Canonical charges were later filed against Fr. Hiles. The diocese was the first to initiate a temporary inhibition against a priest under the new provisions in Title IV of the national canons passed in 1994. Those revised canons greatly expanded the behavior that could be considered the basis for a charge of immorality based on sexual exploitation.
The canonical changes also allowed bishops to inhibit priests even before a presentment occurs. These canonical changes created a climate in which accusations establish a presumption of guilt until innocence is proved. Hiles' attorney, S. Lester Ralph of Reading, MA compared it to the climate of the Spanish Inquisition and the Salem witch trials.
Ralph said those bringing them, in cooperation with the diocese, fabricated charges against Hiles. The initiative was part of a plan to remove Hiles from St. Paul's so that the diocese could take control and end opposition to its policies.
The diocese did just that. Hiles was inhibited and deposed by Bishop Shaw. With ninety-eight per cent of the former congregation of St. Paul's in tow, he left. For several years they met in a Seventh-day Adventist church. Subsequently, they built an even larger facility - St. Paul's Anglican Church - at a new location. Today they are a thriving congregation.
The Diocese won its case in court but at the cost of over two million dollars!
Today the old church has been reduced to mission status with regular attendance from 12 - 15 on any given Sunday. The church is now virtually empty and the Diocese is asking neighboring parishes to help fund the utility costs.
Five different ministers have been in charge since Fr. Hiles left with 98% of the congregation eight years ago. The last two were women. When VOL called the parish a recorded message was heard from the interim vicar The Rev. Jacqueline Schmitt.
St. Paul's "famed" kitchen, which fed hundreds each week, was shut down in 2005 for sanitary reasons. Rodents and fire caused eviction of the only ethnic group from the education building in 2006. A "For Sale" sign can now be seen out front of the building.
Reports have it that area congregations originally supplying St. Paul's kitchen with food for the homeless are now being solicited for financial support of the old building and its general fund.
By contrast, St. Paul's Anglican Church under the care of the Anglican Mission in America and the Province of Rwanda (since 1999) thrives.
It has the same rector, Fr. Jim Hiles, Associate priest and Deacon as before the eviction.

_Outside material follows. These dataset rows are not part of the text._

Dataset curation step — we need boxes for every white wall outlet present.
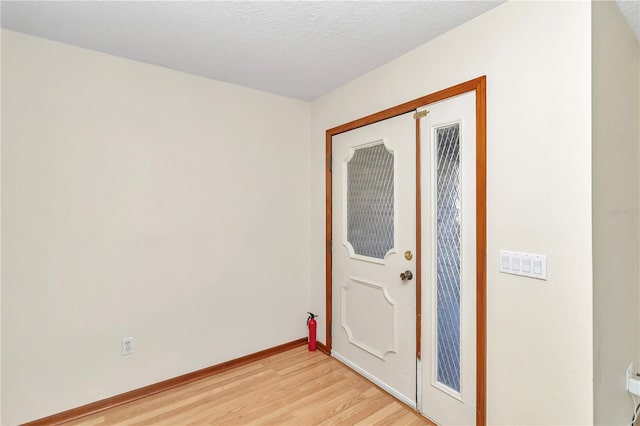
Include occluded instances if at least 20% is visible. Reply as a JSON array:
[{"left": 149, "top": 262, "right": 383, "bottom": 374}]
[{"left": 120, "top": 337, "right": 133, "bottom": 355}]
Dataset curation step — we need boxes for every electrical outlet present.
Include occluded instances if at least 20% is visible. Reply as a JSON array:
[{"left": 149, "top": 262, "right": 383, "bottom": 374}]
[{"left": 120, "top": 337, "right": 133, "bottom": 355}]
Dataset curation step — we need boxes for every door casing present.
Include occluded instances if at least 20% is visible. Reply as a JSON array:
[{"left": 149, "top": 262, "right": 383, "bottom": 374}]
[{"left": 319, "top": 76, "right": 487, "bottom": 426}]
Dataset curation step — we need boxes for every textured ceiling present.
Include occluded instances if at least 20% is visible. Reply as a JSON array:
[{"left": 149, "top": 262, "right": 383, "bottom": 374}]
[
  {"left": 0, "top": 0, "right": 640, "bottom": 100},
  {"left": 0, "top": 0, "right": 508, "bottom": 100}
]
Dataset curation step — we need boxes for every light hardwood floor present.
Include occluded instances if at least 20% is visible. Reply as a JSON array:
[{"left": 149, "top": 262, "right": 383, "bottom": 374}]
[{"left": 66, "top": 346, "right": 431, "bottom": 426}]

The church boasts a modern new mission center with a nave for 225 plus with classrooms and an office. Regular Sunday attendance is well over 200 at two services. The church is planning a Phase II expansion with a new building program. All the bills are paid and there is generous giving to missions, Fr. Hiles told VOL.
The old St. Paul's church, and others across the country like it, will stand for a very long time as empty testimonies to litigation that local communities will overwhelmingly blame on the national church. A recent case was the sale of the cathedral in the Diocese of Western Michigan. Spiritual death leads to financial and ecclesiastical death.

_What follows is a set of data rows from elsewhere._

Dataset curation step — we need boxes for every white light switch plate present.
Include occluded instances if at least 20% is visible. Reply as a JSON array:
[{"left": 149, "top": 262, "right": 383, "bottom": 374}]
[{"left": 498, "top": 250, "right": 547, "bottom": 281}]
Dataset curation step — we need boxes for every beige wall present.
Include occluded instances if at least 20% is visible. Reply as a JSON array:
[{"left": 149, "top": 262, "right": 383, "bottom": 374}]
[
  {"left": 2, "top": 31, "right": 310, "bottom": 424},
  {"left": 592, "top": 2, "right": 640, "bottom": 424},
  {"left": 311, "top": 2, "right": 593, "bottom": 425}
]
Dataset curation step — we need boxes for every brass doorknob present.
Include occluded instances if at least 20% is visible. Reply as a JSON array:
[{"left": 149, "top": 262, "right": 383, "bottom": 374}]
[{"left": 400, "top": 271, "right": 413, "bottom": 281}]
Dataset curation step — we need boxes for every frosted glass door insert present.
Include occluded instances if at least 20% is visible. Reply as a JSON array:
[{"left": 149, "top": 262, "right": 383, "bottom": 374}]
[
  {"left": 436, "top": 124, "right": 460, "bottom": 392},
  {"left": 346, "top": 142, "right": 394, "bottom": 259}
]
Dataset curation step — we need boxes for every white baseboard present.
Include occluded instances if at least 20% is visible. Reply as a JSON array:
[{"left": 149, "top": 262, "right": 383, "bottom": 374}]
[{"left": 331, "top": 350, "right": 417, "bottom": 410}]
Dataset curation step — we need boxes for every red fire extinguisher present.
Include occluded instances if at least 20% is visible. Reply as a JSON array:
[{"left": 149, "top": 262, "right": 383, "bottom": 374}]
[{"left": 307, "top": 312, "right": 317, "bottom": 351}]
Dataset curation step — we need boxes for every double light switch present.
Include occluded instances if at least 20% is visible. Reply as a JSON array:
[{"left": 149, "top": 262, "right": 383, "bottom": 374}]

Attorneys like David Booth Beers and revisionist bishops like Tom Shaw, Charles E. Bennison, and Peter James Lee may well win most of the legal battles over properties, but their victories will be at best pyrrhic.
An empty church is a dead church. Sooner or later it will be sold for commercial interests or to an independent Evangelical church looking to make inroads into an old or new community.
Furthermore there can be no doubt that this will have a chilling effect on future giving to the Episcopal Church, as congregations age and whither. As the media reports on the culture wars raging in TEC, demoralization, now all too evident, will only get worse. TEC is reaping what is sowing, and it is reaping the whirlwind of its own demise.